Numpy assign an array value based on the values of another array with column selected based on a vector

Question

I have a 2 dimensional array

X
array([[2, 3, 3, 3],
       [3, 2, 1, 3],
       [2, 3, 1, 2],
       [2, 2, 3, 1]])

and a 1 dimensional array

y
array([1, 0, 0, 1])

For each row of X, i want to find the column index where X has the lowest value and y has a value of 1, and set the corresponding row column pair in a third matrix to 1

For example, in case of the first row of X, the column index corresponding to the minimum X value (for the first row only) and y = 1 is 0, then I want Z[0,0] = 1 and all other Z[0,i] = 0. Similarly, for the second row, column index 0 or 3 gives the lowest X value with y = 1. Then i want either Z[1,0] or Z[1,3] = 1 (preferably Z[1,0] = 1 and all other Z[1,i] = 0, since 0 column is the first occurance)

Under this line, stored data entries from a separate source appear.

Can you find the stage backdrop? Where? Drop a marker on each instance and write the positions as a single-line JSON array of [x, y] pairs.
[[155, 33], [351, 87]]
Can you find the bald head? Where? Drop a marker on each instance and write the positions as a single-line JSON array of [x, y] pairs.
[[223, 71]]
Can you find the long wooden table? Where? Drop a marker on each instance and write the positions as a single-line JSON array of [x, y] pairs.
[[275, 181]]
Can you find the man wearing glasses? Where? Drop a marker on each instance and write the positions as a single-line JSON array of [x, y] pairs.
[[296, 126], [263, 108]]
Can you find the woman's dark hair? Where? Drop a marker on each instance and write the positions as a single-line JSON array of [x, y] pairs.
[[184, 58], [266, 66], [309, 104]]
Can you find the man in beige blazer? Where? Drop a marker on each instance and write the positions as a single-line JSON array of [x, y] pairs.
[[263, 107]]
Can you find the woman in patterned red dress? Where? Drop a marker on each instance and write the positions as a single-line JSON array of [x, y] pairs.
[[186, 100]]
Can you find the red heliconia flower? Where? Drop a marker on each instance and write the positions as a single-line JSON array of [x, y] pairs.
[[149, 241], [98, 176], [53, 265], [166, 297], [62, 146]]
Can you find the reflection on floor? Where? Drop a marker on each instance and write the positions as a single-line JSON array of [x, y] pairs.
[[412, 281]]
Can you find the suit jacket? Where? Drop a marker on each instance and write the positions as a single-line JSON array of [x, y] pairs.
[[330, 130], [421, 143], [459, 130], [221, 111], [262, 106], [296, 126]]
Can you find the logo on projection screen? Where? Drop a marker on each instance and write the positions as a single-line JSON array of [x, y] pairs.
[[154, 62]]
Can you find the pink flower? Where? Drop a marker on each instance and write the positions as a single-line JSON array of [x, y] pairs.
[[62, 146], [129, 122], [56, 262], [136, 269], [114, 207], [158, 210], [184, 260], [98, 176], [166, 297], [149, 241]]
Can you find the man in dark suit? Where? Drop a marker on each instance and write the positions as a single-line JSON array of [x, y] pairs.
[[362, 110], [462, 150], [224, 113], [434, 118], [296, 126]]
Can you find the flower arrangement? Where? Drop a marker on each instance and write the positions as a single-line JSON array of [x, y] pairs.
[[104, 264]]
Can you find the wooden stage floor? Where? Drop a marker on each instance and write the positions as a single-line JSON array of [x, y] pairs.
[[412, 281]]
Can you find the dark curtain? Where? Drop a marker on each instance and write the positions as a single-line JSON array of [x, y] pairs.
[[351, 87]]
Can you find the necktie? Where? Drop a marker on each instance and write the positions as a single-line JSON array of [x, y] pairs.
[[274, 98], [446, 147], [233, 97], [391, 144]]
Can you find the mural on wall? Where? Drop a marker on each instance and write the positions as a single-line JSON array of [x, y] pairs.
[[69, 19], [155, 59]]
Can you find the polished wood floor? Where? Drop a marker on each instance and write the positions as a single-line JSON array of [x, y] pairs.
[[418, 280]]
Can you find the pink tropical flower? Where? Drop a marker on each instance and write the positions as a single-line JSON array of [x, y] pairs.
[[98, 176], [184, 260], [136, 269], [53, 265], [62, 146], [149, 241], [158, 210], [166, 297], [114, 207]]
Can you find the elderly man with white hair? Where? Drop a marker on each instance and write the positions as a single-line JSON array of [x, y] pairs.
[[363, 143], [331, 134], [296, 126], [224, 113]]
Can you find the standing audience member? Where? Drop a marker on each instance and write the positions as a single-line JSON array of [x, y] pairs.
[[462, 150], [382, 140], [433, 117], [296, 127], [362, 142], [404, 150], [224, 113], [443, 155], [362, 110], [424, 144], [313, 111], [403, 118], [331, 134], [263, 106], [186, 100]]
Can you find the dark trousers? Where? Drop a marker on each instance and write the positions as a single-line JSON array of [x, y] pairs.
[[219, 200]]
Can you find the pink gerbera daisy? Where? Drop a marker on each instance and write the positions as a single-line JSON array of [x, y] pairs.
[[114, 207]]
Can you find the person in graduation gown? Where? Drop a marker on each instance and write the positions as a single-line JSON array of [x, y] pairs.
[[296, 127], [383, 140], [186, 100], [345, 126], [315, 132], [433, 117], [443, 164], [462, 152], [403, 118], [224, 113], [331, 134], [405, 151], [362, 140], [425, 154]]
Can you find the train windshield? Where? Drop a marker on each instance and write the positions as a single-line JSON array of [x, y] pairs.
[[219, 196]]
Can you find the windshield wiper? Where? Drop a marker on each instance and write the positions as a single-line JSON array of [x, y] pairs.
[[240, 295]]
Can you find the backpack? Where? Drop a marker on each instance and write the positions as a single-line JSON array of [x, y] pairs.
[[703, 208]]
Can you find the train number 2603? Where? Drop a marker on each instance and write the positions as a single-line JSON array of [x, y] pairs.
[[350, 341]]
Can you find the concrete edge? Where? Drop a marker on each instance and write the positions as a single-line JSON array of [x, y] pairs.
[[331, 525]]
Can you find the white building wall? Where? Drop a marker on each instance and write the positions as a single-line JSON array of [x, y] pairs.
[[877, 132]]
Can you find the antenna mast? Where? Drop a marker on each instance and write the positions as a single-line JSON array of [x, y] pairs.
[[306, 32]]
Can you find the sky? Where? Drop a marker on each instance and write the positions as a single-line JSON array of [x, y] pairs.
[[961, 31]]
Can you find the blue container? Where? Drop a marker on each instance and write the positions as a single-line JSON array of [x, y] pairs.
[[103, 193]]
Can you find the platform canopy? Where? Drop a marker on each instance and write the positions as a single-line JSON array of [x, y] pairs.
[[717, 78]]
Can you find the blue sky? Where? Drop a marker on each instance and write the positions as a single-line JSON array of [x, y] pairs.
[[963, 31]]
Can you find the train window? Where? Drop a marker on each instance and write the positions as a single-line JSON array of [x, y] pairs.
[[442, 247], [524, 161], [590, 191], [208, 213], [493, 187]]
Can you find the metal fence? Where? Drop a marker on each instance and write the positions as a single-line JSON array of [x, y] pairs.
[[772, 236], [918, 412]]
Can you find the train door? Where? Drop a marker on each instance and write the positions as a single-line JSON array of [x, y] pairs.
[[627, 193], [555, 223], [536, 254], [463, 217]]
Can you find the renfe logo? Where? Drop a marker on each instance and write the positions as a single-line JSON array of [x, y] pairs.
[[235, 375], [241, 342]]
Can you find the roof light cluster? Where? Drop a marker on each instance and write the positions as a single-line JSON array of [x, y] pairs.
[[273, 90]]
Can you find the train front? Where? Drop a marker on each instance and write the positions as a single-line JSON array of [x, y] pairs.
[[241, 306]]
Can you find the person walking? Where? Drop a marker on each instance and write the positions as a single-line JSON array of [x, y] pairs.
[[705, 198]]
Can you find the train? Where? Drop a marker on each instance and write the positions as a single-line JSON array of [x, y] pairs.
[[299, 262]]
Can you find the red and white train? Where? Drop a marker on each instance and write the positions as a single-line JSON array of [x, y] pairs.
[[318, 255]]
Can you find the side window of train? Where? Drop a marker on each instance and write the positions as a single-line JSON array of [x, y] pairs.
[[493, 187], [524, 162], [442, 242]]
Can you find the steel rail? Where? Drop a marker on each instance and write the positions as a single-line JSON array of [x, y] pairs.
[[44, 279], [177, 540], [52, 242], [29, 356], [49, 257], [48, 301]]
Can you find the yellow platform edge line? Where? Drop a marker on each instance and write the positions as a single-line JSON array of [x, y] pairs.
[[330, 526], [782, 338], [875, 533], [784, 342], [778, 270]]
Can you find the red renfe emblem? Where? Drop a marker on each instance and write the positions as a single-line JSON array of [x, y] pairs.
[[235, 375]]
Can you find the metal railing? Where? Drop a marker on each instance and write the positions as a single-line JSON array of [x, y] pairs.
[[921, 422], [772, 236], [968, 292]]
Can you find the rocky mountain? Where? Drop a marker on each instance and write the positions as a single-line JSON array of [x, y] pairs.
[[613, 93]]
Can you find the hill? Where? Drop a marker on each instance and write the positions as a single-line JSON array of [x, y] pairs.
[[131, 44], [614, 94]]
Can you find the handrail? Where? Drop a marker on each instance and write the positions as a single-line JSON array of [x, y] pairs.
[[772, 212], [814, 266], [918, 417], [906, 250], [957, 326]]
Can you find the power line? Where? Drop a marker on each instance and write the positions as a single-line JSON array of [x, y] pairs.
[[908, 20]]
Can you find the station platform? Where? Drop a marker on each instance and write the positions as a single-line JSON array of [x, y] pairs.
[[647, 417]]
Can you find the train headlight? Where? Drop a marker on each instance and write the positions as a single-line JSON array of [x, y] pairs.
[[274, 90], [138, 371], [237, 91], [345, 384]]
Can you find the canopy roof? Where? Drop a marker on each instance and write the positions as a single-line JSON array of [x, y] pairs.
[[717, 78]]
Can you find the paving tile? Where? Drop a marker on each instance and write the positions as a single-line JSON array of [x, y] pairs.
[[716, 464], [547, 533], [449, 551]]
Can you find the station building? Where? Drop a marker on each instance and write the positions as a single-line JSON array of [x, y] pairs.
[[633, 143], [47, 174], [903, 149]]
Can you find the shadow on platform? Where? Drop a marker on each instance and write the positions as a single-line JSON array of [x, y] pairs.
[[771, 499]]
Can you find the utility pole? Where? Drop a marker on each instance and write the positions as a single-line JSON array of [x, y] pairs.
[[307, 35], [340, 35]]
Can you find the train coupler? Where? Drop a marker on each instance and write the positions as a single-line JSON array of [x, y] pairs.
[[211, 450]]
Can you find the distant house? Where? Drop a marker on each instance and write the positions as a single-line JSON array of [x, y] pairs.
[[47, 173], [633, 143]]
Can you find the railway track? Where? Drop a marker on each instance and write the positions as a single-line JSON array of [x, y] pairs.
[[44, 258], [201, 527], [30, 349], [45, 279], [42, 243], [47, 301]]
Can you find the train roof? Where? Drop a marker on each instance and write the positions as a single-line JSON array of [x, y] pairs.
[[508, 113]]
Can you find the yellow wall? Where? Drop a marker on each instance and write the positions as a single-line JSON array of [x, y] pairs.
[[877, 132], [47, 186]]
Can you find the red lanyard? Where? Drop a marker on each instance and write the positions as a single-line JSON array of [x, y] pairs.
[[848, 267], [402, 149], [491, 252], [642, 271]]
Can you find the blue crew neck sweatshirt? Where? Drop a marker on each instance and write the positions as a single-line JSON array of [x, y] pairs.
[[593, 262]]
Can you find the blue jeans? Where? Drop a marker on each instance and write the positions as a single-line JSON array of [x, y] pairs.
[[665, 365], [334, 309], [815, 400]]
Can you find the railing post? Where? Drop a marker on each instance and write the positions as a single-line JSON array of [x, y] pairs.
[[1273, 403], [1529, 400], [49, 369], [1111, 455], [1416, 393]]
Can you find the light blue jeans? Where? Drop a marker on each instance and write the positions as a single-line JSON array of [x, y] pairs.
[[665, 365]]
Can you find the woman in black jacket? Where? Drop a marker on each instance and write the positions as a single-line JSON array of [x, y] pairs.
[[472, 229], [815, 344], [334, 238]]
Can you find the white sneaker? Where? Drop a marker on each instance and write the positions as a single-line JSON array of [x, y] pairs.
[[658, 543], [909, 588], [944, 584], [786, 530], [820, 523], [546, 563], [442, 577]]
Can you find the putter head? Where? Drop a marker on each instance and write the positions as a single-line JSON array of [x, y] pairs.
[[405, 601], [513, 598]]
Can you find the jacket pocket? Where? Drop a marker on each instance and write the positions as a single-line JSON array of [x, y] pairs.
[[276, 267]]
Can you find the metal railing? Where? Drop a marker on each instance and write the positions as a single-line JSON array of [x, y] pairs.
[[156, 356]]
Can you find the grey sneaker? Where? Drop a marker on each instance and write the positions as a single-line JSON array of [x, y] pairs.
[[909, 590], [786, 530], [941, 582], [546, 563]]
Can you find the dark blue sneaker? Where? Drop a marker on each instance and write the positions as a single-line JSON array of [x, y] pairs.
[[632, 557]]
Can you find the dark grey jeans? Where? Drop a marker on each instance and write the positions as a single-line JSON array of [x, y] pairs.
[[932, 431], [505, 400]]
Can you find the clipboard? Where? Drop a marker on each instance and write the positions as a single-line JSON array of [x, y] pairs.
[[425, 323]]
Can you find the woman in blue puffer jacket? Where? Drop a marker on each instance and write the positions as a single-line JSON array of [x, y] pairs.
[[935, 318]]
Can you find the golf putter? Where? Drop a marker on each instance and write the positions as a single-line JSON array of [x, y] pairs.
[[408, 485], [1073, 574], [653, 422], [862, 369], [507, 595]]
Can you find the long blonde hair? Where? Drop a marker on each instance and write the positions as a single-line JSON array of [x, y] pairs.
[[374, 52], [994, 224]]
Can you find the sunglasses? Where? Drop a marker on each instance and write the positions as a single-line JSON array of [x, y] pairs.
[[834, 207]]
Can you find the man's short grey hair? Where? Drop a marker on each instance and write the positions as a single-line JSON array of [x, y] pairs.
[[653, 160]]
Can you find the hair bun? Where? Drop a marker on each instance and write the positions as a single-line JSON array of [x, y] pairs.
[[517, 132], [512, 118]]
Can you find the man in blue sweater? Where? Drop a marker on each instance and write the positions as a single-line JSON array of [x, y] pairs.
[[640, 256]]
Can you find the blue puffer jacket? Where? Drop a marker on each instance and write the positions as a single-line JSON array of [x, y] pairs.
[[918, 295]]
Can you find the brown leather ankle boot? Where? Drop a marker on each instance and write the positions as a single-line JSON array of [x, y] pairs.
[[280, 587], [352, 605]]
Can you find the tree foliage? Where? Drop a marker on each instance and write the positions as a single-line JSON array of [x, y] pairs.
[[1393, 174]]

My final Z array will look like

Z
array([[1, 0, 0, 0],
       [1, 0, 0, 0],
       [1, 0, 0, 0],
       [0, 0, 0, 1]])

Answer 1

One way to do this is using masked arrays.

import numpy as np

X = np.array([[2, 3, 3, 3],
              [3, 2, 1, 3],
              [2, 3, 1, 2],
              [2, 2, 3, 1]])

y = np.array([1, 0, 0, 1])
#get a mask in the shape of X. (True for places to ignore.)
y_mask = np.vstack([y == 0] * len(X))

X_masked = np.ma.masked_array(X, y_mask)

out = np.zeros_like(X)

mins = np.argmin(X_masked, axis=0)
#Output: array([0, 0, 0, 3], dtype=int64)

#Now just set the indexes to 1 on the minimum for each axis.
out[np.arange(len(out)), mins] = 1

print(out)
[[1 0 0 0]
 [1 0 0 0]
 [1 0 0 0]
 [0 0 0 1]]

Answer 2

you can use numpy.argmin(), to get the indexes of the min value at each row of X. For example:

import numpy as np
a = np.arange(6).reshape(2,3) + 10
ids = np.argmin(a, axis=1)

Similarly, you can the indexes where y is 1 by either numpy.nonzero or numpy.where. Once you have the two index arrays setting the values in third array should be quite easy.